Book Synopsis Oral Drug Absorption by : Jennifer B. Dressman
Download or read book Oral Drug Absorption written by Jennifer B. Dressman and published by CRC Press. This book was released on 2016-04-19 with total page 432 pages. Available in PDF, EPUB and Kindle. Book excerpt: Oral Drug Absorption, Second Edition thoroughly examines the special equipment and methods used to test whether drugs are released adequately when administered orally. The contributors discuss methods for accurately establishing and validating in vitro/in vivo correlations for both MR and IR formulations, as well as alternative approaches for MR an
Book Synopsis Hot-Melt Extrusion by : Dennis Douroumis
Download or read book Hot-Melt Extrusion written by Dennis Douroumis and published by John Wiley & Sons. This book was released on 2012-04-24 with total page 404 pages. Available in PDF, EPUB and Kindle. Book excerpt: Hot-melt extrusion (HME) - melting a substance and forcing it through an orifice under controlled conditions to form a new material - is an emerging processing technology in the pharmaceutical industry for the preparation of various dosage forms and drug delivery systems, for example granules and sustained release tablets. Hot-Melt Extrusion: Pharmaceutical Applications covers the main instrumentation, operation principles and theoretical background of HME. It then focuses on HME drug delivery systems, dosage forms and clinical studies (including pharmacokinetics and bioavailability) of HME products. Finally, the book includes some recent and novel HME applications, scale -up considerations and regulatory issues.

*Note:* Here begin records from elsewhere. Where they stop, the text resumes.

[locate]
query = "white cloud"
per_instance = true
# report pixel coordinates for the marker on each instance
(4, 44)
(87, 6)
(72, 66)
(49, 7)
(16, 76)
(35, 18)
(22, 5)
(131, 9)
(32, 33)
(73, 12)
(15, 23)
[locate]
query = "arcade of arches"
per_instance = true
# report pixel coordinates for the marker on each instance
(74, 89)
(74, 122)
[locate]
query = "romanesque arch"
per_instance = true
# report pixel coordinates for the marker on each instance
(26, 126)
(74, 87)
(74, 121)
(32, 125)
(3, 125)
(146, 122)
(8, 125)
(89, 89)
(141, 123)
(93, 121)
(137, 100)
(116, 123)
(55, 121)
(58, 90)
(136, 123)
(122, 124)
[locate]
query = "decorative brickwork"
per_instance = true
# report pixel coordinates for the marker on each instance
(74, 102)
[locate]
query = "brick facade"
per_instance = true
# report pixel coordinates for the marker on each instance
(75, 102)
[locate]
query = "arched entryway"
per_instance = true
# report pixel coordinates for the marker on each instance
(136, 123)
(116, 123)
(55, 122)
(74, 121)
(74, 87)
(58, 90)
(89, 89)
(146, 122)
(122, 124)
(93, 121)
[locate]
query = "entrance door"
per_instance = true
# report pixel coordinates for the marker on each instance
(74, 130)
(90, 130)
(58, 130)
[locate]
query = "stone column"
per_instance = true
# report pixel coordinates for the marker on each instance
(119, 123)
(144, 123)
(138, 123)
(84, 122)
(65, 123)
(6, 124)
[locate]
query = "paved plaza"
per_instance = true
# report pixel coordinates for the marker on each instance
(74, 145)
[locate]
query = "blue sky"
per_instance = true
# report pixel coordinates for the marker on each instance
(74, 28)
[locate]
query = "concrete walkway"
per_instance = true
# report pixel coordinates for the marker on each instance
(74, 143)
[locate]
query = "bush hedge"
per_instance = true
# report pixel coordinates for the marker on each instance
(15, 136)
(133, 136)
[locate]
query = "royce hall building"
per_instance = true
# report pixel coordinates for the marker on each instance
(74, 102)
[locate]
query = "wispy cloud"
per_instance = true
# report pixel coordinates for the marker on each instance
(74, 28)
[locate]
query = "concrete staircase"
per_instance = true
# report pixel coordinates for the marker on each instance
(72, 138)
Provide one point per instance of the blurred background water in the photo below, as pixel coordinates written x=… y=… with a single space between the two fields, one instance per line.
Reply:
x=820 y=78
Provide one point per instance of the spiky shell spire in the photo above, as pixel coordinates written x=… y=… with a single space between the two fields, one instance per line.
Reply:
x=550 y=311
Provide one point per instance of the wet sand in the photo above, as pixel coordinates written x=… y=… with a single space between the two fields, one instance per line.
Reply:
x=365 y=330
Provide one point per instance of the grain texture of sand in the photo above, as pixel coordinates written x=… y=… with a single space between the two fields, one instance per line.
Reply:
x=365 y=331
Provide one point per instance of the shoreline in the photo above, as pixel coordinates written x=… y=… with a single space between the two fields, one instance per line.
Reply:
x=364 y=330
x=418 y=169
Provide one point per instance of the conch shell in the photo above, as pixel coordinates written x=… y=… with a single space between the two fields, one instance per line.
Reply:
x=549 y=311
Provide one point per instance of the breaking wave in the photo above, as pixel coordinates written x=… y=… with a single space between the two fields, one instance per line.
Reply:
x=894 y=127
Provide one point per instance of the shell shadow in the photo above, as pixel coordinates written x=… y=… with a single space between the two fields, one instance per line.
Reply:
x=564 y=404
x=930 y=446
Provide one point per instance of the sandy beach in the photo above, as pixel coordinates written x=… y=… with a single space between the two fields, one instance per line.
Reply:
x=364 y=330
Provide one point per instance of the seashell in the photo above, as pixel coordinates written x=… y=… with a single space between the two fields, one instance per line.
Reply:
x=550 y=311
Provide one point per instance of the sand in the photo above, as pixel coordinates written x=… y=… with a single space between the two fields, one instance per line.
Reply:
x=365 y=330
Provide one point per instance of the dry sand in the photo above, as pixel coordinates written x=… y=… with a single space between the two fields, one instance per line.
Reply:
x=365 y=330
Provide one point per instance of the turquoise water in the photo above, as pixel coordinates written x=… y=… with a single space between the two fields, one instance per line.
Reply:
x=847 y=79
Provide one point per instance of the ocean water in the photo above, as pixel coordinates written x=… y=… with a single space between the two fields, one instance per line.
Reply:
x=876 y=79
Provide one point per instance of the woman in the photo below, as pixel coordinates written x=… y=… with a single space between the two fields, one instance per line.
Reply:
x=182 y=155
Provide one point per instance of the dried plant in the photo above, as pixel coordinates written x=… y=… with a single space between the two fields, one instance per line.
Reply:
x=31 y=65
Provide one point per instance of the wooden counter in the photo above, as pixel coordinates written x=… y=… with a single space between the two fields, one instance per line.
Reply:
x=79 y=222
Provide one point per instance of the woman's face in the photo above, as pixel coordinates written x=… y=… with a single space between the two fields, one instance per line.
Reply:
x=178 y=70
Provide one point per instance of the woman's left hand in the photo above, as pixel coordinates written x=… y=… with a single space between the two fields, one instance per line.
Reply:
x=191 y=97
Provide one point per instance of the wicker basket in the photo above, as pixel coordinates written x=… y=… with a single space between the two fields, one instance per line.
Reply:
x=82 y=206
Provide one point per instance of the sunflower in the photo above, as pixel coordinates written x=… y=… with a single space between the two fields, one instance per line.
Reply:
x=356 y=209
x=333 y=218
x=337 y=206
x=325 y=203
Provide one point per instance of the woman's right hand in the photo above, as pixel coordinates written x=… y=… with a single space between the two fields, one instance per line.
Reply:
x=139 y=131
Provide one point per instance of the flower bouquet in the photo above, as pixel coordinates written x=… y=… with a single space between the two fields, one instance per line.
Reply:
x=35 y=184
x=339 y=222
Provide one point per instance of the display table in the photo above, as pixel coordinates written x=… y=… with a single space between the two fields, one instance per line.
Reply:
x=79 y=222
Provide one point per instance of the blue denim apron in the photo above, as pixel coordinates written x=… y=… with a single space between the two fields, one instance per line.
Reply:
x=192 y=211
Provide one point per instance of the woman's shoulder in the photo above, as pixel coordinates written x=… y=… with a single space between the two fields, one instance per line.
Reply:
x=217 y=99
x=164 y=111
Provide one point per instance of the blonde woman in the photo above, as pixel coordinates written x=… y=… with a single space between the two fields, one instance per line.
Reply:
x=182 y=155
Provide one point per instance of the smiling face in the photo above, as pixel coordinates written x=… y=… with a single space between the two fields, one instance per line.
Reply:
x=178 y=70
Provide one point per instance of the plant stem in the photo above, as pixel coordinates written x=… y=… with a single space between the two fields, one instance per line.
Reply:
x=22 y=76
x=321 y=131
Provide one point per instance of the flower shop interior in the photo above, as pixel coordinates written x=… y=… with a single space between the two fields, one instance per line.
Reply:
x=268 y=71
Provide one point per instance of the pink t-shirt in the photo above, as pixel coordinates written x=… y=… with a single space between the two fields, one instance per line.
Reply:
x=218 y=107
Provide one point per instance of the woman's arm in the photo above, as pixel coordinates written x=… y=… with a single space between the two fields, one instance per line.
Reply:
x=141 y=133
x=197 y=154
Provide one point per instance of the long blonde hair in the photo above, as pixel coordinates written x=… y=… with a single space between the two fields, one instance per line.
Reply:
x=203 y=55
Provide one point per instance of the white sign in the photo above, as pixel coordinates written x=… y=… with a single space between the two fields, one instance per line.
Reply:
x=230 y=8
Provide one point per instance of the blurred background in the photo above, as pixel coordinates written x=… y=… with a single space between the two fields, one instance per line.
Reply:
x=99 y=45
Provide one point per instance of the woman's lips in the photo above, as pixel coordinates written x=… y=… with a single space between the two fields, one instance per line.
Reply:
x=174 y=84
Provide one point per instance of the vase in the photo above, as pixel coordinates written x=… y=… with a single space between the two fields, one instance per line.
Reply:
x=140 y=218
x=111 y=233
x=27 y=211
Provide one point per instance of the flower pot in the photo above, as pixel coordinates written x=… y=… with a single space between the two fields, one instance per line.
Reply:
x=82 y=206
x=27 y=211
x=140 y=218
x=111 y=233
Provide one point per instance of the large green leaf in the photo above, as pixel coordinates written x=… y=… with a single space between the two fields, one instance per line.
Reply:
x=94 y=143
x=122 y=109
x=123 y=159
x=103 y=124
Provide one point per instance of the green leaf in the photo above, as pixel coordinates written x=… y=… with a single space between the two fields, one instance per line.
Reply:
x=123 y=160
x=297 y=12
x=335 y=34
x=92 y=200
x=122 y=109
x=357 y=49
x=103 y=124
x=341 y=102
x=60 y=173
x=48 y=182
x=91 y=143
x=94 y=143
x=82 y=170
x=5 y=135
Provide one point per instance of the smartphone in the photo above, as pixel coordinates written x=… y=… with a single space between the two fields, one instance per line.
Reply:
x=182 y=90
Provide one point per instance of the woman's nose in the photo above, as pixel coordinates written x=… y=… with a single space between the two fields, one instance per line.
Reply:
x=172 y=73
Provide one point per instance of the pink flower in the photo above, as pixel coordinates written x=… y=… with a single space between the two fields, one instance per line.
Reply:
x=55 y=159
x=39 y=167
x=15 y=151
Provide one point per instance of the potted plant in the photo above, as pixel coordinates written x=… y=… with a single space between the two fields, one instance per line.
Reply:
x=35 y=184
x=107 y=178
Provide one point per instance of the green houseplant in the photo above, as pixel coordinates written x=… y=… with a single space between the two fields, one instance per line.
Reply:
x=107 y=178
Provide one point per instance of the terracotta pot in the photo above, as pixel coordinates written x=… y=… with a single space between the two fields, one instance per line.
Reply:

Topics covered include: principles and die design of single screw extrusion twin screw extrusion techniques and practices in the laboratory and on production scale HME developments for the pharmaceutical industry solubility parameters for prediction of drug/polymer miscibility in HME formulations the influence of plasticizers in HME applications of polymethacrylate polymers in HME HME of ethylcellulose, hypromellose, and polyethylene oxide bioadhesion properties of polymeric films produced by HME taste masking using HME clinical studies, bioavailability and pharmacokinetics of HME products injection moulding and HME processing for pharmaceutical materials laminar dispersive & distributive mixing with dissolution and applications to HME technological considerations related to scale-up of HME processes devices and implant systems by HME an FDA perspective on HME product and process understanding improved process understanding and control of an HME process with near-infrared spectroscopy Hot-Melt Extrusion: Pharmaceutical Applications is an essential multidisciplinary guide to the emerging pharmaceutical uses of this processing technology for researchers in academia and industry working in drug formulation and delivery, pharmaceutical engineering and processing, and polymers and materials science. This is the first book from our brand new series Advances in Pharmaceutical Technology. Find out more about the series here.